Cow Size and Efficiency:
Solving the Puzzle
Speakers offer tips to consider in determining the optimum cow size for an individual’s operation.
by Troy Smith for Angus Productions Inc.
SAN ANTONIO, TEXAS (Jan. 27, 2010) — Cow size has become a hot topic of debate among cow-calf producers. One side argues that smaller cows are more efficient, and rising feed costs have only fueled that argument. The other side counters that bigger cows produce the bigger calves that many if not most cattle feeders favor. And the beef packing industry generally rewards the feeder for heavy carcasses from large-framed cattle.
Cow size and efficiency were addressed during a 2010 Cattle Industry Convention Cattlemen’s College® session presented by Texas A&M University King Ranch Institute for Ranch Management (KRIRM) students Jennifer Johnson and J.D. Radokovich, along with KRIRM Director Barry Dunn. The trio confessed to having no easy answer, no simple rule-of-thumb, and said the best way to frame the efficiency question is to ask which cattle are most efficient for a specific environment and production system.
“It’s complicated,” Radokovich said. “We can’t tell you exactly what kind of cattle to run.
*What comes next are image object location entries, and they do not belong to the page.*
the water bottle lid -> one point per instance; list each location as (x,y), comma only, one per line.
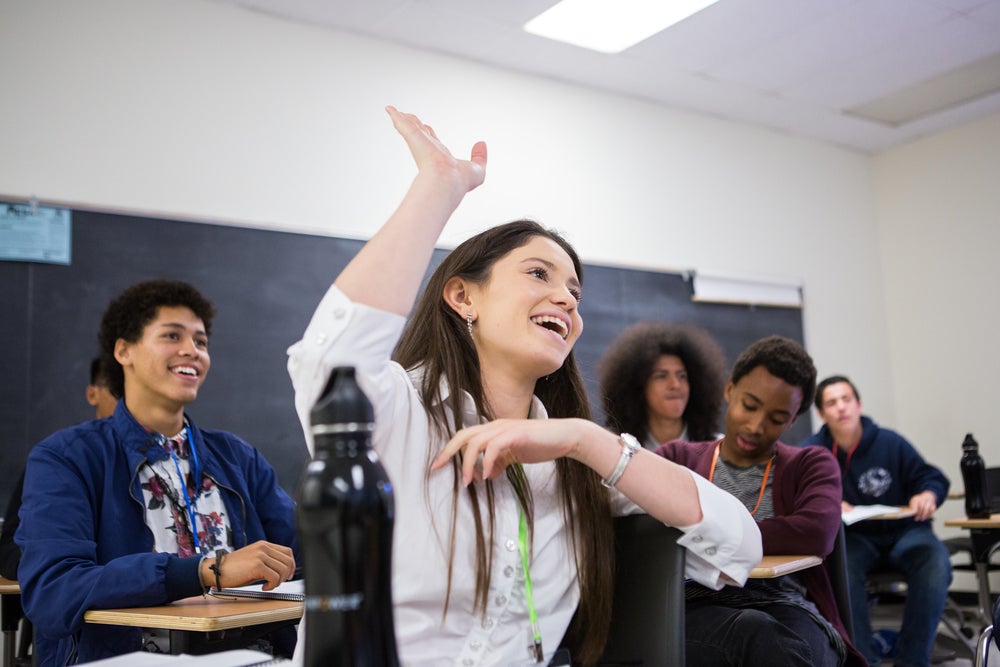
(342,401)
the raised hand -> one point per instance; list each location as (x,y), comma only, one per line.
(430,154)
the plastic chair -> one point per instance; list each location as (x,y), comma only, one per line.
(647,621)
(983,647)
(836,567)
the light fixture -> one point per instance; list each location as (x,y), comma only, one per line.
(611,27)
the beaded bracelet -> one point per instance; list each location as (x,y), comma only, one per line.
(217,568)
(629,447)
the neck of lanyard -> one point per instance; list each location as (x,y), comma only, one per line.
(763,482)
(536,633)
(190,503)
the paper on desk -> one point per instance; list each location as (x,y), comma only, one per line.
(288,590)
(862,512)
(233,658)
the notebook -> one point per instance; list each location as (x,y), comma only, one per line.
(290,590)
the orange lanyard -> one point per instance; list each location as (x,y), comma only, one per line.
(763,483)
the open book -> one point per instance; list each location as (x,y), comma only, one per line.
(862,512)
(290,590)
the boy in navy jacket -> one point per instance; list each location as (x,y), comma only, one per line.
(878,466)
(136,509)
The best we can do is give you some tools to use in making good decisions for your individual operations.”
Johnson explained how overall efficiency is a combination of biological efficiency (feed consumed to beef produced) and economic efficiency (dollars spent to dollars returned). Attempting to achieve both simultaneously requires understanding and managing the genetic potential of cattle, the environment in which the cattle must perform, and decisions about what product a producer is marketing and when that product is marketed.
It’s a mistake to equate low cow maintenance requirements with efficiency, she said, noting that low-maintenance cows aren’t always efficient. They can be, but they aren’t necessarily always efficient. Nor are high-maintenance cows always inefficient. Johnson also warned against using the old rule-of-thumb calling for a cow to wean a calf weighing 50% of her own body weight.
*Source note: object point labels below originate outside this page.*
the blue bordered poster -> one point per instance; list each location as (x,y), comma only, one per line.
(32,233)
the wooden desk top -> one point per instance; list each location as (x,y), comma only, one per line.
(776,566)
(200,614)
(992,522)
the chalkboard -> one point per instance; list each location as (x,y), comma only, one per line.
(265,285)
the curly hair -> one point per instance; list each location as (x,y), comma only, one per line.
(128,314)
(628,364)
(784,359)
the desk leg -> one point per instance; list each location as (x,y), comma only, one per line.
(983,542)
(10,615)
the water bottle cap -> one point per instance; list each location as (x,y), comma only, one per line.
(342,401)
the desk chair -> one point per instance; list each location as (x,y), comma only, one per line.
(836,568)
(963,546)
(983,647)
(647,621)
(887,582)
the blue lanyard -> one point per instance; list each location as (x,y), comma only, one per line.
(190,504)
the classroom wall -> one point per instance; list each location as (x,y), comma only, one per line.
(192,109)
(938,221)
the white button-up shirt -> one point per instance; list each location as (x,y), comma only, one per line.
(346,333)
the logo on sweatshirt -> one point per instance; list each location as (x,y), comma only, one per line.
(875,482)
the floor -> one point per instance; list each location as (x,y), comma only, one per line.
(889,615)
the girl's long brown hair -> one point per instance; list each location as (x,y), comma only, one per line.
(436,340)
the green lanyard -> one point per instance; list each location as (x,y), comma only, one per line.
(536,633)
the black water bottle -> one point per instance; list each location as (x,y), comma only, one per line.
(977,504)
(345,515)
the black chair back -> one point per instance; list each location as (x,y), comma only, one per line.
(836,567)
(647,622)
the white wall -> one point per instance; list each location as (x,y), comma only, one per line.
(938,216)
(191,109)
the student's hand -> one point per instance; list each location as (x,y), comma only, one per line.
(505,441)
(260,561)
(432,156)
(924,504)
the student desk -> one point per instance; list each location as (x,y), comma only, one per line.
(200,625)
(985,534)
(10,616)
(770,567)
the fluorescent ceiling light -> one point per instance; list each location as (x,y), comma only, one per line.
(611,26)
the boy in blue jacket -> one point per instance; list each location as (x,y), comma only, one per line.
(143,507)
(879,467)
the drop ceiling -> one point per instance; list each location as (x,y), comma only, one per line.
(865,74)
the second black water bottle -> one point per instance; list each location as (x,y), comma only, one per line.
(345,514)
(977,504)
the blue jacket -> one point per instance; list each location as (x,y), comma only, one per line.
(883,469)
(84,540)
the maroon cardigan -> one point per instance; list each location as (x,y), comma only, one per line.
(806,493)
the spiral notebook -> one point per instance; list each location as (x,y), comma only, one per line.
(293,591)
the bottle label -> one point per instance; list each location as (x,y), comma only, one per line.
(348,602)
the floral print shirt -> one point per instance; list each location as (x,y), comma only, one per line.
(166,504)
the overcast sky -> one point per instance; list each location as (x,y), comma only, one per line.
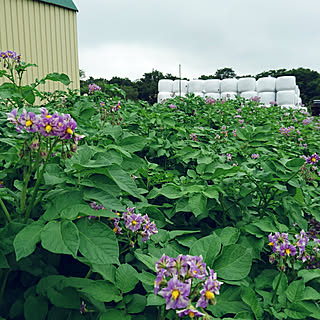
(127,38)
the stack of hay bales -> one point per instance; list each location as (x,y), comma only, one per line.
(282,90)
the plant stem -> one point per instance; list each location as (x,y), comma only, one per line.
(277,286)
(5,210)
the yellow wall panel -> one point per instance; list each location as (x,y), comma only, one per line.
(44,34)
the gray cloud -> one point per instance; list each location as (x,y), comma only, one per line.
(129,38)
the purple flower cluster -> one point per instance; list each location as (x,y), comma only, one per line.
(10,55)
(312,159)
(193,137)
(137,223)
(180,281)
(55,125)
(286,131)
(306,247)
(93,87)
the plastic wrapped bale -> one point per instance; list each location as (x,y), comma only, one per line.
(162,96)
(184,86)
(228,95)
(266,84)
(286,83)
(196,86)
(165,85)
(246,84)
(212,85)
(286,97)
(267,97)
(249,94)
(229,85)
(213,95)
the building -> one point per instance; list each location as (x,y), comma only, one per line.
(45,33)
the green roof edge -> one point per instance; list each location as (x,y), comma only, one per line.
(62,3)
“Though commonly used, it’s not an accurate measure of efficiency. It doesn’t consider calf age and the cow’s milk production. The ratio of total pounds of calves weaned to the total number of cows exposed to breeding is a better evaluation,” Johnson suggested.
The KRIRM team said matching growth and milk production to available feed resources is key to creating efficient cows. The natural availability of feed resources varies greatly across the U.S., and utilizing cattle with different genetic potential for production is a logical response to environmental differences. Cow size must fit the environment and economic guardrails (rebreeding on time and producing a calf with market acceptability), to be the “right size.”
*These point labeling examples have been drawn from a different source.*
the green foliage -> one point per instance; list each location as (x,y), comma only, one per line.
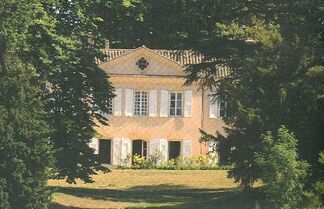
(25,148)
(64,47)
(4,204)
(181,163)
(281,170)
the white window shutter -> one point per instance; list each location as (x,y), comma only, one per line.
(117,102)
(129,102)
(153,103)
(153,146)
(116,151)
(164,149)
(188,104)
(186,148)
(94,144)
(213,107)
(164,106)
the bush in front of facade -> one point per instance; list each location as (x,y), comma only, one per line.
(201,162)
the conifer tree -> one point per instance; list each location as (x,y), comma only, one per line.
(25,149)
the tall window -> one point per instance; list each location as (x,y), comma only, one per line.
(140,103)
(176,104)
(222,108)
(110,109)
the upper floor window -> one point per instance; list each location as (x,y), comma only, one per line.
(110,108)
(140,103)
(176,104)
(222,108)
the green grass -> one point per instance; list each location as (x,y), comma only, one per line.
(154,189)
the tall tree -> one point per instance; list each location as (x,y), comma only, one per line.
(25,148)
(65,46)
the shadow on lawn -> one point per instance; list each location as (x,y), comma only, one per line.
(175,195)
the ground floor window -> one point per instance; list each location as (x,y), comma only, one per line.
(139,148)
(174,149)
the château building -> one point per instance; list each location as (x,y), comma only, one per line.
(153,110)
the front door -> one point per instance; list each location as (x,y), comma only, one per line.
(139,148)
(174,149)
(105,151)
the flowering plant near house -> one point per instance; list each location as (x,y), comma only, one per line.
(200,162)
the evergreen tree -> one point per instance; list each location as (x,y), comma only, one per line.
(281,170)
(25,149)
(65,47)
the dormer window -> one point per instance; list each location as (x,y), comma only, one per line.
(142,63)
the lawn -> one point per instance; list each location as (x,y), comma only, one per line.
(154,189)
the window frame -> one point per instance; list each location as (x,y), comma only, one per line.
(140,103)
(176,104)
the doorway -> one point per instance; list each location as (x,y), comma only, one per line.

“The most efficient cow is one with the highest milk production potential that can, without reducing the percent of calves weaned, repeatedly produce a calf sired by bulls with the growth and carcass characteristics valued most in the marketplace,” Dunn stated.
“It’s management that makes resources productive. We don’t need better cow sizes for our managers. We need better managers for our cow sizes.”
Pfizer Animal Health sponsored the Cattlemen’s College, now in its 17th year.